Some potentially provocative subject matter is handled with sledgehammer subtlety in this impassioned low-budget thriller that takes place in the hours leading up to the deployment of a National Guard unit to Iraq in 2004. Specifically, it focuses on the teaming of a medic (hip-hop star Bow Wow) who has his request for compassionate leave because of an ill child revoked at the last minute, prompting an attempt at desertion, and the lieutenant (Seth Gabel) whose family connections allow him to avoid deployment in favor of a cushy desk job. There’s little insight here, but rather a generic cat-and-mouse scenario that progressively gets more far-fetched. (Rated R, 93 minutes).
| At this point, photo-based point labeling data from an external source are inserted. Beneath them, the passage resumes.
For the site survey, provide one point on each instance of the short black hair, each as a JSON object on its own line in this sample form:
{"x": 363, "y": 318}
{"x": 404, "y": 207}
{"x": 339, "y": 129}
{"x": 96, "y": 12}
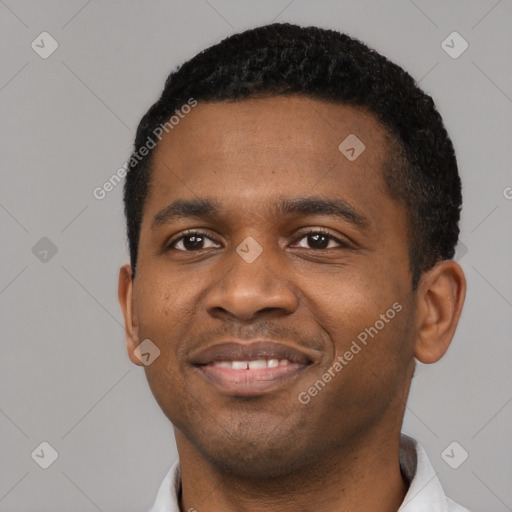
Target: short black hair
{"x": 283, "y": 59}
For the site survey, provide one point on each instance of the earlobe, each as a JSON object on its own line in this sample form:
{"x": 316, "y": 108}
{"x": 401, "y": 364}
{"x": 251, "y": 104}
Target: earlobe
{"x": 440, "y": 298}
{"x": 125, "y": 296}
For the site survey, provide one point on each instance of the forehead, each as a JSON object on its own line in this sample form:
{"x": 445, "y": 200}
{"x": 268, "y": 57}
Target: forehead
{"x": 245, "y": 152}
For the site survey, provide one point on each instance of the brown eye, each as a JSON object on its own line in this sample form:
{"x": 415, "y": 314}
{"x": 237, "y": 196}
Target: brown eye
{"x": 192, "y": 241}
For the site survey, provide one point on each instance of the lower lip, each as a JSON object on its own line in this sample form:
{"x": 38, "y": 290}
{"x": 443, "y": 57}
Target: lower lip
{"x": 250, "y": 382}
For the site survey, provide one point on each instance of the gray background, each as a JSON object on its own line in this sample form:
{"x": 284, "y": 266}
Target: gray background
{"x": 67, "y": 125}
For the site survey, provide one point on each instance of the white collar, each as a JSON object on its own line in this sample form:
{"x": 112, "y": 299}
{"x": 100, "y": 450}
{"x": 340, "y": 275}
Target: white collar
{"x": 425, "y": 491}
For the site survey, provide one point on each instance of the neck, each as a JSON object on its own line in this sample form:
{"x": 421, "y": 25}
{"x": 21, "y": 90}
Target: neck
{"x": 358, "y": 477}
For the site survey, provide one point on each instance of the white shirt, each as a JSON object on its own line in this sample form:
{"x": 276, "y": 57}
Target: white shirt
{"x": 425, "y": 493}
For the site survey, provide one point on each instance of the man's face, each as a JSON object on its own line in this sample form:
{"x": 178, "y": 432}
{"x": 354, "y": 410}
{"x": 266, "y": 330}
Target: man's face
{"x": 319, "y": 281}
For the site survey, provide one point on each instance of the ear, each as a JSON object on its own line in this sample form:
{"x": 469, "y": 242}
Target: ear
{"x": 125, "y": 295}
{"x": 440, "y": 297}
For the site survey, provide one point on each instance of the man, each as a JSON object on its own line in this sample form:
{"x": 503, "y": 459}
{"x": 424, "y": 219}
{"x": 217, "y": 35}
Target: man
{"x": 292, "y": 206}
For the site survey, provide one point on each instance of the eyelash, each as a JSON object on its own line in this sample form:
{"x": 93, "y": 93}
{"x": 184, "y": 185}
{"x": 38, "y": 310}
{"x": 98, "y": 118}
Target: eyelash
{"x": 317, "y": 231}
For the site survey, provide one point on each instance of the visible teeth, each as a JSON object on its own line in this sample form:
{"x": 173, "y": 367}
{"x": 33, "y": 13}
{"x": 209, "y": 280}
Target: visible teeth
{"x": 258, "y": 364}
{"x": 240, "y": 365}
{"x": 222, "y": 364}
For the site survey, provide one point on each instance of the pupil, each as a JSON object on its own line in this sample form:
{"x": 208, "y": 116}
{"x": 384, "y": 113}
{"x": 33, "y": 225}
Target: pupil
{"x": 192, "y": 241}
{"x": 319, "y": 245}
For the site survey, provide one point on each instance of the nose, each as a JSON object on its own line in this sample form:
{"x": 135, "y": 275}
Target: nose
{"x": 248, "y": 290}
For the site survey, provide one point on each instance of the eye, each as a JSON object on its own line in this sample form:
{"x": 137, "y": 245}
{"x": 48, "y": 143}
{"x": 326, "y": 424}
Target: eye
{"x": 320, "y": 239}
{"x": 191, "y": 241}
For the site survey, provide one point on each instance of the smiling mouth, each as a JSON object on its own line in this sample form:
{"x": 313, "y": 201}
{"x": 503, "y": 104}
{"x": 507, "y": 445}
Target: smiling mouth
{"x": 251, "y": 369}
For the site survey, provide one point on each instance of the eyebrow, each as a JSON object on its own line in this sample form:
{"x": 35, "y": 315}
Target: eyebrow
{"x": 303, "y": 206}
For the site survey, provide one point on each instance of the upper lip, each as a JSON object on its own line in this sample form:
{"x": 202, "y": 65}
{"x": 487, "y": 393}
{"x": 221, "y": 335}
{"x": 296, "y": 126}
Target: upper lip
{"x": 249, "y": 351}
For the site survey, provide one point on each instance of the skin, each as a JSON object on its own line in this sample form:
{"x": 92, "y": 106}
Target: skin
{"x": 272, "y": 452}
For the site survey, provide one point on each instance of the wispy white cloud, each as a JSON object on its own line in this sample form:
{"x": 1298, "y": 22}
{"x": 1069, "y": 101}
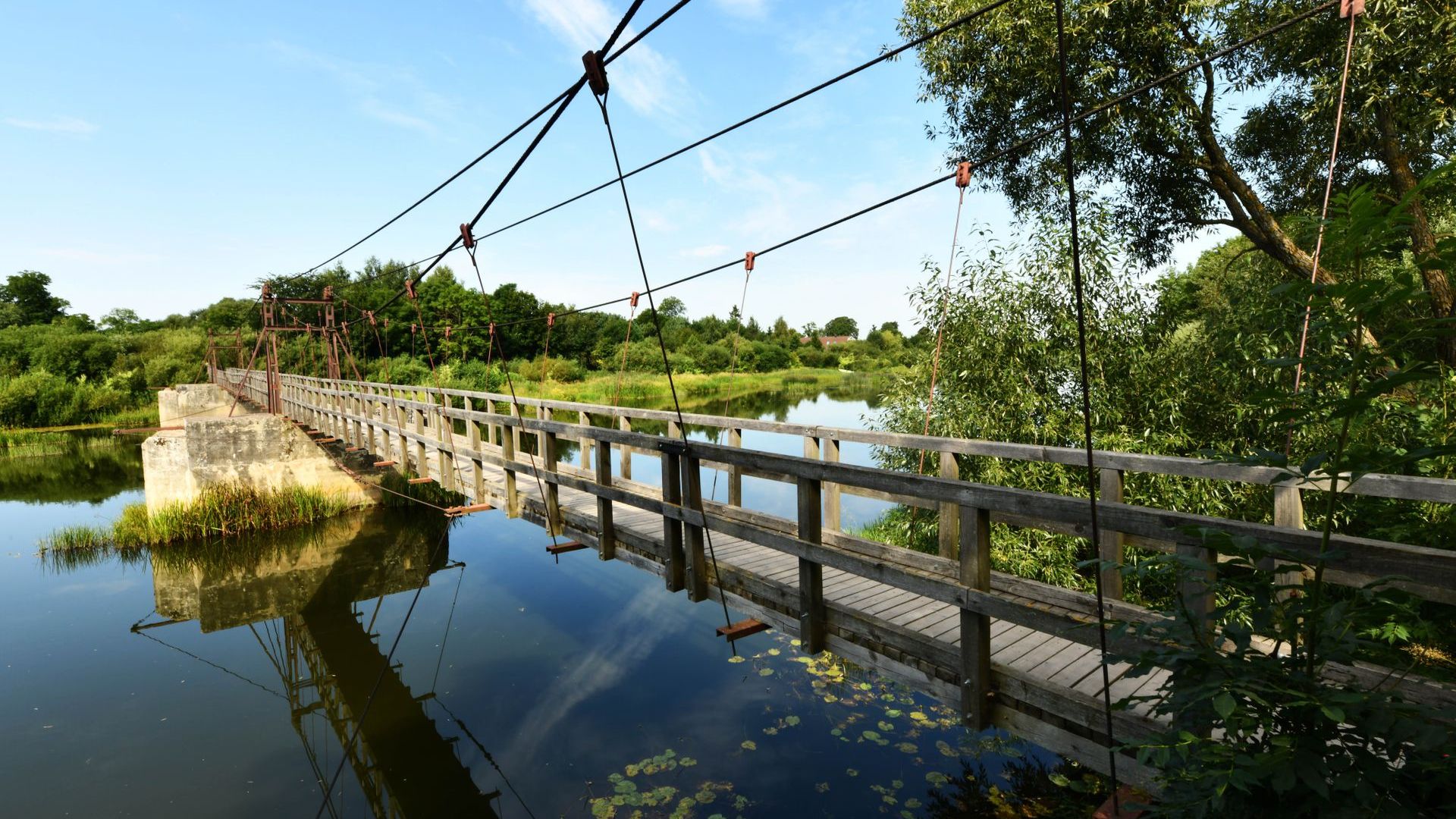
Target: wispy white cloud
{"x": 707, "y": 251}
{"x": 382, "y": 93}
{"x": 748, "y": 9}
{"x": 55, "y": 124}
{"x": 647, "y": 80}
{"x": 775, "y": 202}
{"x": 96, "y": 257}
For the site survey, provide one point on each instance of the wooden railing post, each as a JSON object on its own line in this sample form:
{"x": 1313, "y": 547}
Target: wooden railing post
{"x": 607, "y": 539}
{"x": 509, "y": 444}
{"x": 403, "y": 444}
{"x": 832, "y": 490}
{"x": 811, "y": 575}
{"x": 625, "y": 460}
{"x": 516, "y": 430}
{"x": 421, "y": 453}
{"x": 1194, "y": 588}
{"x": 1289, "y": 512}
{"x": 674, "y": 560}
{"x": 949, "y": 513}
{"x": 693, "y": 545}
{"x": 976, "y": 629}
{"x": 444, "y": 450}
{"x": 734, "y": 471}
{"x": 1111, "y": 545}
{"x": 367, "y": 407}
{"x": 584, "y": 444}
{"x": 476, "y": 465}
{"x": 548, "y": 460}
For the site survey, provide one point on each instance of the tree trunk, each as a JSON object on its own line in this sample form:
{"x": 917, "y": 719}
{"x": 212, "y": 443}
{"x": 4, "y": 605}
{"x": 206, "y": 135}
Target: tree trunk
{"x": 1423, "y": 241}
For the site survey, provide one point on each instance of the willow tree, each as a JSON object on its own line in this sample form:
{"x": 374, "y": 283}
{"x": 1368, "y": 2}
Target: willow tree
{"x": 1241, "y": 143}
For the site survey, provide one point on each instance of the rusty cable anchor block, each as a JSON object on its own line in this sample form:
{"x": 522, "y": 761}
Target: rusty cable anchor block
{"x": 596, "y": 72}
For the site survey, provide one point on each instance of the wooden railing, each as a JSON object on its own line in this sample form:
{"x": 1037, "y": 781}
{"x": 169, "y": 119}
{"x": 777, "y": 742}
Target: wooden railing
{"x": 472, "y": 430}
{"x": 823, "y": 444}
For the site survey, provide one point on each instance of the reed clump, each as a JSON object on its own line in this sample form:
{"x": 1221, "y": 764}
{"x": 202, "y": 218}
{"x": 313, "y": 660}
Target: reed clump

This modest but defiantly original low-budget romantic drama from Portuguese director Miguel Gomes is divided into two chronologically reversed halves, as it tells the story of Aurora (Laura Soveral), a bitter dying woman in Lisbon who dispatches her best friend (Teresa Madruga) to track down an old man with whom Aurora has a mysterious past connection to a more glamorous life. The pace is deliberate, including long stretches with no dialogue, but patient viewers will find some rewards with a quirky and charming film that develops a wealth of emotional depth. The black-and-white cinematography renders the story almost timeless, although it’s not for all tastes. (Not rated, 118 minutes).
West of Memphis
Those who have seen the fascinating Paradise Lost documentary trilogy might feel a sense of overkill from this latest examination of the same case, but new evidence and a fresh perspective keep the subject matter compelling. It chronicles the story of three men who were falsely convicted and imprisoned for almost 20 years for the death of three small boys in an Arkansas suburb. The film follows the efforts to free the men and find the real killer. While the case is familiar, director Amy Berg (Deliver Us from Evil) incisively examines the criminal justice system with a film that is both powerful and persuasive. (Rated R, 147 minutes).